Couple 2: The Married Couple
Together: 8 years
Are you the cannabis user, or are they?: He is.
Strain + method: Sativa. He primarily vapes, and sometimes has joints.
Reason for use: He does it for pleasure or when he needs to focus on completing work he finds the weed assists with allowing him to concentrate.
Does it affect your relationship? It doesn’t affect the relationship at all. It personally doesn’t bother me. He smokes outside, so I don’t mind it. And he’s respectful – he won’t do it in front of our parents or our son, etc.
Any reserves? No reserves. He’s done it since we met and I used to do it back in university, but one time had a bad experience and never wanted to do it again. Similar to a bad drunk experience and saying I will never drink that much again, lol.
Are you ever tempted to join him? I find I don’t need any substances to make me happy, or use as an “upper” in social settings. So it doesn’t bother me that he does it as I know people prefer weed or alcohol when they’re having a good time, but I don’t use any anymore.
Anything you want to add? I don’t want to do it again. He has asked many times – as he’s well versed in weed as he now owns a Medical Cannabis Clinic – and promises it won’t be a bad experience, but I’m over it. He’s a physician so I know there are many medical benefits it but it doesn’t suit my personality. I have a natural upbeat disposition so I don’t need substances to get me there.
Couple 3: The Divorcee
Together: 8 years, now separated.
Are you the cannabis user, or are they?: I am.
Strain + method: Sativa in the day for pain relief, indica for sleeping assistance. Smoking.
Reason for use: Medicinal for anxiety and a chronic pain condition.
Did it affect your relationship and if so how? Although my partner claimed to be comfortable with my pain relief use, the smell would be bothersome, and sometimes cause issues. My partner would agree that my anxiety issue would significantly benefit from cannabis use.
Any reserves? The smell inside the house was an issue, and we discussed that, often. I would do my best to cover the odour on my clothes and breath, but know that it occasionally would cause some displeasure.
If you’re the user, do you secretly wish that they used too? Of course – my partner chose to use in front of other people only, never just the two of us, and I would have enjoyed kicking back together and playing around post smoke.

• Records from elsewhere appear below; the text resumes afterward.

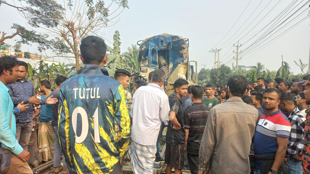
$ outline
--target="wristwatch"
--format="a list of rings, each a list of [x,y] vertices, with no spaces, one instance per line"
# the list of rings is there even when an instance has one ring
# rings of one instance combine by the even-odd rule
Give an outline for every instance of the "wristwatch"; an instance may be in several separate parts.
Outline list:
[[[278,174],[279,173],[279,171],[277,170],[272,170],[270,169],[270,172],[271,172],[271,173],[272,174]]]

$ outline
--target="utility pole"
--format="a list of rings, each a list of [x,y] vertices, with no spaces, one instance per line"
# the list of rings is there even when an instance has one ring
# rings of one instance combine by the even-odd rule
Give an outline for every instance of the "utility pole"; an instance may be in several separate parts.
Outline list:
[[[239,52],[239,47],[241,47],[241,46],[242,46],[242,44],[241,44],[240,45],[239,45],[239,41],[238,41],[238,45],[237,45],[237,46],[235,46],[235,44],[234,44],[234,45],[233,45],[234,46],[237,47],[237,52],[234,52],[234,53],[236,53],[237,54],[237,58],[235,59],[236,59],[236,60],[237,60],[237,62],[236,62],[236,65],[237,66],[237,67],[236,67],[236,69],[237,70],[237,74],[238,74],[238,73],[239,72],[238,72],[238,66],[239,66],[239,62],[238,62],[239,60],[239,53],[241,53],[241,51],[240,51],[240,52]],[[240,58],[240,59],[241,59],[241,58]]]
[[[212,51],[217,51],[217,68],[219,67],[219,51],[222,50],[222,49],[220,49],[219,50],[216,49],[213,50],[212,49]]]
[[[216,53],[217,53],[218,51],[209,51],[209,52],[214,53],[215,53],[214,57],[214,69],[215,69],[216,68],[216,63],[217,63],[217,62],[216,62]]]

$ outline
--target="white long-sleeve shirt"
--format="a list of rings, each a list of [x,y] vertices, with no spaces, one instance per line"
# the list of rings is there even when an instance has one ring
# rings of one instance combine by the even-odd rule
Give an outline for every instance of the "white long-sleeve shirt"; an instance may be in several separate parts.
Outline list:
[[[170,108],[168,97],[157,85],[138,88],[132,98],[131,138],[144,146],[156,144],[162,121],[167,125]]]

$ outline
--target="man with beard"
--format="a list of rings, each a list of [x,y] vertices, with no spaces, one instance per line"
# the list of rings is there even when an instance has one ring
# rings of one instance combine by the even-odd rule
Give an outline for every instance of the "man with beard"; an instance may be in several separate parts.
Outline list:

Couple 4: The couple that doesn’t live together…yet
Together? 1.5 years.
Are you the cannabis user, or are they? They are.
Method + Strain: He smokes joints or vapes, but I have no idea what strain!
Reason for use: Pleasure.
Does it affect your relationship and if so how? Not at all, it’s his release. I prefer wine after work but it’s never bugged me.
Any reserves? I’ve never worried about it. It seems like such a normal part of life it just doesn’t bother me.
Do you think he wishes you’d dabble or join him ever? I don’t think so, we like what we like, it’s never been a thing.
What is the biggest take away for you on how you guys have handled his usage and your lack thereof within your relationship: Respect is key, I often cough around weed so he smokes outside or by the window. As with anything it’s about understanding your partner’s needs – smoking a j is fun and calming for him but he doesn’t do anything to make it uncomfortable for me.
The Wild Card: The newly single newbie user
“I’ve only been smoking for a few months, I received a medical license to help deal with anxiety and stress and to help ease muscle tension. I typically prefer to smoke joints. I was in a relationship for nearly two years and he preferred my demeanour while stoned, I was just apparently easier to handle laughing on the couch eating bricks of cheese. Since I’ve been dating I’ve had a couple funny memories, one pot friendly guy ate me out while I smoked a joint on his kitchen counter. We honestly spent most of our time pre and post sex getting ripped it was a blast. With another guy, I honestly showed up to our first three dates high as hell, on the third, I was so stoned that the music I was playing was tripping me out and he held me while I sat there in mild terror. He then later said I am too much to handle.”